Purification and characterization of pepsin enzyme from Scomberomorus commerson mackerel’s stomach by aluminum hydroxide, and improved its thermal stability by graphene oxide nanosheet

Abstract In the present study, pepsinogen enzyme was purified from the S. commerson viscera in 7 steps, including; (1) using a buffer containing NaCl and CaCl 2 , (2) Acidification, (3) precipitation by dried sulfate ammonium, (4) Aluminum hydroxide gel, (5) Saturated ammonium sulfate, (6) Gel filtration Sephadex G-50, and (7) Anion-exchange DEAE-cellulose. Purified pepsinogen converted into pepsin quickly at pH 2.0, and its optimum pH and temperature were 2, and 37 °C. Hence, ammonium sulfate with 67/5 % saturation showed the highest activity and protein precipitation. Besides, results showed that 18% Alum gel had the highest enzyme activity in the precipitate formed during dialysis.

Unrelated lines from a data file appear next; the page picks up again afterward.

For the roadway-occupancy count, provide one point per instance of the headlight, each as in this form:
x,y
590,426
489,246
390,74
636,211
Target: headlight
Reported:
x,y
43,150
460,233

Furthermore, pepsin activity was stopped above 50 °C, but immobilized pepsin on GO-PEG maintained it up to a temperature of 65 °C. Purified pepsin was completely inactive in the presence of 0.1 M pepstatin A. Catalytic constants K M and k cat for proteolysis of acid-denatured hemoglobin were 35/39 ± 0.03 M, and 5.3 ± 0.002 × 10 -5 S -1 , respectively. Finally, based on the obtained results, it can be suggested that the use of aluminum hydroxide gel and graphene oxide can be a suitable approach for purifying pepsin enzyme from fish viscera and improving their thermal stability.